The earliest use of the phrase “Jacobsthal numbers” I could find was in another paper by Horadam, “Jacobsthal and Pell Curves,” in The Fibonacci Quarterly 26 (1988), 77-83. This paper also cites the original paper by Jacobsthal. (The Jacobsthal paper is also cited in a paper by Bergum, Bennett, Horadam and Moore, “Jacobsthal Polynomials and a Conjecture Concerning Fibonacci-like Matrices,” in FQ 23 (1985), 240-248, with a nice historical note.)

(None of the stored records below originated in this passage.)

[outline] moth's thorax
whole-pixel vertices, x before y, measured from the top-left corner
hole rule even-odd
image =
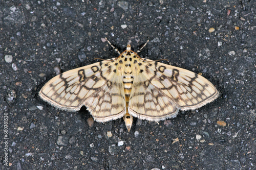
[[[127,46],[124,51],[117,59],[117,74],[122,76],[130,77],[137,75],[140,70],[142,60],[138,55],[131,50],[131,46]]]

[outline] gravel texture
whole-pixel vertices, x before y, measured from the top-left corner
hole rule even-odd
[[[1,1],[0,169],[256,169],[255,13],[247,0]],[[130,132],[38,97],[56,73],[117,57],[104,37],[148,39],[141,57],[202,73],[220,96]]]

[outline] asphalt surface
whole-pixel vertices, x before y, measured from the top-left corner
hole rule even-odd
[[[256,169],[255,8],[248,0],[1,1],[0,169]],[[120,51],[148,39],[141,57],[202,73],[221,94],[159,124],[135,118],[130,132],[122,119],[92,125],[86,108],[58,110],[38,97],[58,71],[117,57],[104,37]]]

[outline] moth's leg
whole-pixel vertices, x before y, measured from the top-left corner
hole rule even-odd
[[[143,46],[142,46],[142,47],[140,48],[139,48],[137,51],[137,53],[140,53],[140,52],[141,52],[141,50],[142,50],[142,49],[144,48],[144,47],[145,46],[146,46],[146,44],[150,40],[147,40],[147,41],[146,41],[146,43],[143,45]]]
[[[120,52],[118,51],[118,49],[117,49],[117,48],[114,46],[114,45],[111,44],[111,43],[110,42],[110,41],[109,41],[108,40],[108,39],[106,39],[106,38],[105,37],[105,39],[108,41],[108,42],[110,44],[110,45],[112,47],[112,48],[113,48],[114,50],[119,55],[121,55],[121,53],[120,53]]]

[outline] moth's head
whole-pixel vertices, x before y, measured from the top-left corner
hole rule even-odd
[[[131,47],[131,45],[130,44],[128,44],[127,45],[127,46],[125,48],[123,48],[123,51],[134,51],[134,50],[133,49],[133,47]]]

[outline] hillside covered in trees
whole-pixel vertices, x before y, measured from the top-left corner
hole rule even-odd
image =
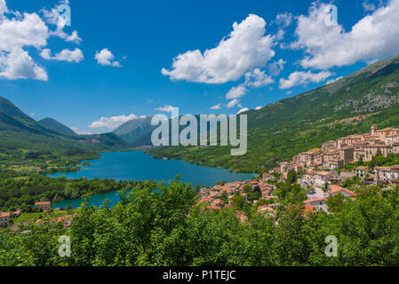
[[[398,188],[362,186],[334,214],[305,214],[299,202],[275,217],[249,209],[245,221],[235,208],[202,212],[196,192],[177,180],[120,195],[113,209],[86,202],[68,229],[43,222],[0,231],[0,265],[399,265]],[[61,235],[70,257],[58,253]],[[328,236],[337,256],[325,255]]]
[[[371,124],[399,127],[399,56],[377,62],[339,81],[270,104],[248,115],[248,151],[231,156],[229,146],[159,147],[156,158],[262,172],[298,153],[355,133]]]

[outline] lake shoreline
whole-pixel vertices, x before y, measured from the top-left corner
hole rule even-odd
[[[195,165],[180,160],[159,160],[144,151],[123,151],[101,153],[101,157],[92,161],[92,166],[82,168],[79,171],[55,173],[47,175],[49,178],[66,177],[68,179],[86,178],[87,179],[114,179],[116,181],[156,180],[168,182],[173,180],[176,175],[181,176],[181,182],[191,184],[192,186],[213,186],[215,182],[226,180],[251,179],[256,174],[232,173],[226,169]],[[84,162],[84,161],[82,161]],[[103,199],[116,200],[117,191],[112,191],[103,195],[94,194],[91,199],[93,205],[100,205]],[[100,198],[100,199],[99,199]],[[55,202],[53,208],[67,208],[71,205],[77,207],[82,198]]]

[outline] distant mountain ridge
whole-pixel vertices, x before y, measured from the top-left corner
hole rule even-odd
[[[65,126],[64,124],[57,122],[56,120],[46,117],[37,122],[43,127],[48,128],[49,130],[58,131],[60,133],[67,134],[67,135],[77,135],[70,128]]]
[[[116,128],[116,134],[132,146],[150,145],[150,133],[156,126],[151,125],[152,116],[135,118]]]
[[[0,97],[0,151],[12,148],[27,150],[84,148],[93,151],[129,148],[129,146],[114,133],[78,136],[70,131],[68,127],[53,119],[36,122],[10,100]],[[92,143],[92,140],[97,143]]]
[[[399,127],[399,56],[243,114],[248,115],[243,156],[231,156],[229,146],[170,146],[148,153],[232,171],[262,172],[329,140],[367,132],[371,124]]]

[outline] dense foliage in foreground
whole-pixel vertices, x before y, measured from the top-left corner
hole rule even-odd
[[[331,215],[291,205],[266,217],[252,208],[243,223],[235,209],[201,213],[195,191],[178,181],[120,195],[113,209],[86,202],[67,230],[3,231],[0,265],[399,265],[398,189],[363,187]],[[58,255],[60,235],[70,237],[70,257]],[[324,254],[329,235],[337,257]]]

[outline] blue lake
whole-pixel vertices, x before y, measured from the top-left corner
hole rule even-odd
[[[87,178],[89,179],[114,178],[116,180],[164,180],[173,179],[178,174],[181,180],[193,185],[212,186],[218,180],[251,179],[255,174],[232,173],[227,170],[198,166],[179,160],[156,160],[141,151],[103,153],[101,158],[87,161],[92,166],[84,167],[80,171],[57,173],[49,177],[65,176],[68,178]],[[105,199],[110,200],[111,205],[119,199],[116,192],[97,194],[91,197],[92,204],[100,206]],[[52,203],[52,208],[78,207],[81,199],[63,201]]]

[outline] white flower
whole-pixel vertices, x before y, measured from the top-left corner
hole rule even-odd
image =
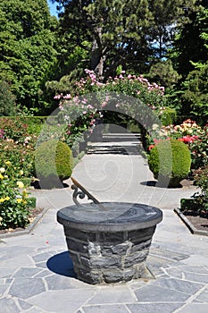
[[[18,185],[18,187],[21,188],[21,189],[24,188],[24,184],[23,184],[22,182],[17,182],[17,185]]]
[[[158,129],[158,124],[153,124],[153,131],[156,131]]]
[[[0,173],[4,173],[4,172],[5,172],[4,167],[0,167]]]

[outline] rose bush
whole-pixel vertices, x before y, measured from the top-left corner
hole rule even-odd
[[[29,222],[30,199],[21,182],[23,171],[10,161],[0,167],[0,230],[25,227]]]
[[[37,138],[18,118],[1,118],[0,162],[9,159],[17,170],[23,170],[23,177],[32,178]]]
[[[186,143],[191,153],[192,169],[204,166],[208,162],[208,126],[200,127],[190,119],[184,121],[180,125],[156,127],[151,135],[148,135],[148,150],[164,139],[175,139]],[[154,138],[154,139],[153,139]]]
[[[93,131],[97,120],[106,114],[109,107],[120,108],[126,118],[136,118],[139,114],[138,101],[125,100],[121,95],[138,99],[154,110],[157,116],[165,111],[164,88],[151,84],[142,75],[127,75],[124,71],[115,78],[109,78],[104,83],[97,80],[93,71],[86,70],[87,77],[71,86],[69,93],[54,97],[59,100],[60,115],[65,122],[64,140],[71,147],[74,137],[89,130]],[[116,109],[115,109],[116,111]],[[108,114],[107,120],[112,114]]]

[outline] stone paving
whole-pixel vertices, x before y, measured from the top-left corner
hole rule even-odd
[[[110,149],[96,144],[96,153],[86,155],[73,176],[100,200],[139,201],[162,209],[147,259],[154,278],[111,285],[77,280],[56,222],[57,210],[72,204],[72,191],[34,190],[37,205],[48,207],[44,217],[29,234],[0,241],[0,313],[208,311],[208,237],[191,234],[173,212],[194,187],[157,188],[135,142],[104,145]],[[130,147],[131,154],[112,153],[119,145]]]

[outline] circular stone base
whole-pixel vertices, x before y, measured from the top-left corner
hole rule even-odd
[[[140,204],[103,205],[107,210],[86,205],[57,213],[77,277],[89,283],[152,277],[146,259],[162,211]]]

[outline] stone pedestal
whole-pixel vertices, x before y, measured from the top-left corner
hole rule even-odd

Prior to the Horadam paper, there are numerous appearances of the phrase “Jacobsthal polynomials” (the earliest I could find is by Hoggatt and Bicknell, in “Convolution Triangles,” FQ 10 (1972), 599-608), but none of the papers I’ve looked at is clearly the Ur-spring for the terminology. The sequence 1,3,5,11,21,… even shows up in some of these papers, but is not singled out or named. Curiously, the sequence is explicitly studied, but not named (nor Jacobsthal even mentioned), in another FQ (1972) paper by Hoggatt and two other co-authors, one issue earlier than the Hoggatt/Bicknell paper. The first appearance of the sequence in connection with Jacobsthal polynomials is in an FQ (1978) paper by Hoggatt and Bicknell (by then Bicknell-Johnson), where it’s part of an array of numbers.

Unfortunately FQ is not part of JSTOR (although it does have its own online index), so it’s hard to be sure I haven’t missed something. (JSTOR has nothing to offer under either “Jacobsthal number” or “Jacobsthal polynomial.” MathSciNet returns nothing earlier than 1978.) I’m afraid this is the best I can do for now.